Publié le 09 février 2011 par Lironjeremy
j'allais dans des salles où on montrait des corps

J’allais dans des salles où on montrait des corps. Dans des boites plus ou moins, dévoilant leurs anatomies les plus intimes, hommes et femmes ; non sans un certain malaise, voulant pourtant voir clair mais peu aguerri aux chirurgies et aux morgues, nauséeux malgré moi. Ouverts aux regards avides, dans des postures diverses, à différentes niveaux d’épluchage, en morceaux : je découvrais les cavités internes, la cohabitation étroite des différents organes, les canaux de suppléance (merveille de prévoyance), les arbres d’hiver comme des coraux que faisaient les réseaux sanguins quand on les distinguait du reste. Et d’autres choses. Les corps étaient réduits à ce qu’on en voulait faire. A ce que l’on voulait les voir exhiber. Il y avait quoi ? Dix … quinze personnes contraintes dans des postures impudiques ou ridicules, écorchées et fragmentées, découpées en tranches. Un véritable cours d’anatomie figé par les moyens de la science et montré au grand jour. D’ailleurs le public n’avait pas tardé à réagir : ce n’était pas des cires mais des hommes comme empaillés, plastifiés en fait, et l’éthique le disputait à la morale. Avaient-ils donné leur accord, était-ce des condamnés auxquels on volait leur dernière dignité, pouvait-on tout bonnement ? J’avais pour ma part buté à une phrase très simple : on s’appartient tant que l’on peut veiller sur soi. Non pas tant un principe qu’un constat. Au fond on enterre les morts pour des questions de pudeur, pour ne pas se montrer à travers eux dans notre vérité nue, dérisoire, égale.
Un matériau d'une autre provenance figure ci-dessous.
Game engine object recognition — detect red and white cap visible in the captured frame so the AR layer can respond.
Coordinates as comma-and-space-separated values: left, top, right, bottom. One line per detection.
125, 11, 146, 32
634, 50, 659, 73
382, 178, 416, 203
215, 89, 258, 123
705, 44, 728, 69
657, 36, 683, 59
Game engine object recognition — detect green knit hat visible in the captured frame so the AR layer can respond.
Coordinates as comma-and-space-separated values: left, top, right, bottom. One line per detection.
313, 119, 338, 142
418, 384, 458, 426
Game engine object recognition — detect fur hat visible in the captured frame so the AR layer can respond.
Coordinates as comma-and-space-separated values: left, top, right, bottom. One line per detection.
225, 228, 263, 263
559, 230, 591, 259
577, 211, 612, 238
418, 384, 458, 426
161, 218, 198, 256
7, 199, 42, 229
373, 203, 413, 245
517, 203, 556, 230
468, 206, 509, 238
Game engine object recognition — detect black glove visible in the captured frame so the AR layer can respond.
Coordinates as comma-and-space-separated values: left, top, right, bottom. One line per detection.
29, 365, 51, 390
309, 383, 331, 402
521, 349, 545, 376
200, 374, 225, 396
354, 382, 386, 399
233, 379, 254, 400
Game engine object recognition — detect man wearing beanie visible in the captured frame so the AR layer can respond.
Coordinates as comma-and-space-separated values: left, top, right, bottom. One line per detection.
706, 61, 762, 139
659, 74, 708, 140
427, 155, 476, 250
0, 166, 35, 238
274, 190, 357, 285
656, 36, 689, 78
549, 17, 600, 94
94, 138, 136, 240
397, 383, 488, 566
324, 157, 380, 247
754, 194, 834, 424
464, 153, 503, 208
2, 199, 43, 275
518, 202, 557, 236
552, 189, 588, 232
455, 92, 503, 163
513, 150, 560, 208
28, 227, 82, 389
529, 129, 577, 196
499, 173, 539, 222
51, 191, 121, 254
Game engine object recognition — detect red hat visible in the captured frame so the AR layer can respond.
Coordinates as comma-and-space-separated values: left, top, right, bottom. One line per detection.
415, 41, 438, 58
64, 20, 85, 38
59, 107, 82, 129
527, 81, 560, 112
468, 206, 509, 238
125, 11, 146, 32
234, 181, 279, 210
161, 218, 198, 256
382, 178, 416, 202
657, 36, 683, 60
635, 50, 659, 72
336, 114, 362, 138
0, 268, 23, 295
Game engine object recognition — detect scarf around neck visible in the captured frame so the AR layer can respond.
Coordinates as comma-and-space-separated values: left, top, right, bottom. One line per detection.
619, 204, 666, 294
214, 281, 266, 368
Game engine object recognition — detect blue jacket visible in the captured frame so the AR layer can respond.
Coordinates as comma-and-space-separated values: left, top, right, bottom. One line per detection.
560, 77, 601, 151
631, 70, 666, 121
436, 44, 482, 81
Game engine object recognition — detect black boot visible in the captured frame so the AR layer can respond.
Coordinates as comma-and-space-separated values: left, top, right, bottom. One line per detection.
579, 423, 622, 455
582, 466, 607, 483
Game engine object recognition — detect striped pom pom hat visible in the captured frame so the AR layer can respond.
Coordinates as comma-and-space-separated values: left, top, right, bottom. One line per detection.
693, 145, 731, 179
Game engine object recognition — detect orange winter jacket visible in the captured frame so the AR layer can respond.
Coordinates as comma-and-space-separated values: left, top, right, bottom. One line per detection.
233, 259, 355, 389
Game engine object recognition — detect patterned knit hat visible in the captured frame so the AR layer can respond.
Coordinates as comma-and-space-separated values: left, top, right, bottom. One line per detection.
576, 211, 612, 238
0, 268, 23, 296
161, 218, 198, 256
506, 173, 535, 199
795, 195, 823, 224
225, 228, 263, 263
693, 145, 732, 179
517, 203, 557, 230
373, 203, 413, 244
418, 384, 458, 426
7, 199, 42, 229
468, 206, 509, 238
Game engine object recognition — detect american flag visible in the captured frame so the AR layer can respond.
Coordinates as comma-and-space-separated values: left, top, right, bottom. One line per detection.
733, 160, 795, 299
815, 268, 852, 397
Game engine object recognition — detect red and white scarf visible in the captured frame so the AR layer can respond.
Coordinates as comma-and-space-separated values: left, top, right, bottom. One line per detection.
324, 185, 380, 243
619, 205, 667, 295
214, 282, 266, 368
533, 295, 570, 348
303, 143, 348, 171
Pour ne pas se voir en vrai.

Depuis, j’ai pu vérifier de manière moins tragique comme on échappe à soi même, en partie du moins. Bien loin de moi l’idée de me voiler d’une burqa, mon visage est offert au regard de chacun, je sais jouer un jeu. Je l’accepte. Je suis rentré sur le nuage ou sur la toile assumant la part publique et sans toujours bien mesurer comme ce que je posais dans ma petite fenêtre rejoignait ainsi le grand monde et s’installait dans sa mémoire. J’ai pu lire entre guillemets des choses que je savais ne pas avoir dites. J’ai pu surprendre sur un forum des discutions embrasées dont j’étais parfois l’objet. Fallait-il que je dissipe les malentendus ? J’y ai découvert des articles, des retours sur des expositions. On a pu dire de moi dans une formule lapidaire que j’étais un peintre ceci ou cela, héritier d’un ou d’un autre, en faux avec cela. Valéry Grancher, web artiste, comme on dit, avait réalisé un autoportrait qui consistait en un programme semblable au moteur de recherche de Google qui dévoilait les centaines d’occurrences auxquelles répondait son nom. Notre identité passe aujourd’hui par le web. Il arrive qu’une recherche Internet vous renvoie votre histoire et dresse comme un miroir là où vous l’attendez le moins. Moi j’y ai lu comme à un polar, sentant sourdre les épaisseurs du temps dans ce livre collectif qu’est l’Internet. Longtemps que je considère le réseau comme la forme ultime de ce livre dont on rêve depuis longtemps la physionomie se déployant à travers chaque livre, rhizomatique, vivant. Je découvrais qu’il avait absorbé une part de mon histoire, ce livre, et que j’en devenais, sans tout à fait le maitriser, un des personnages.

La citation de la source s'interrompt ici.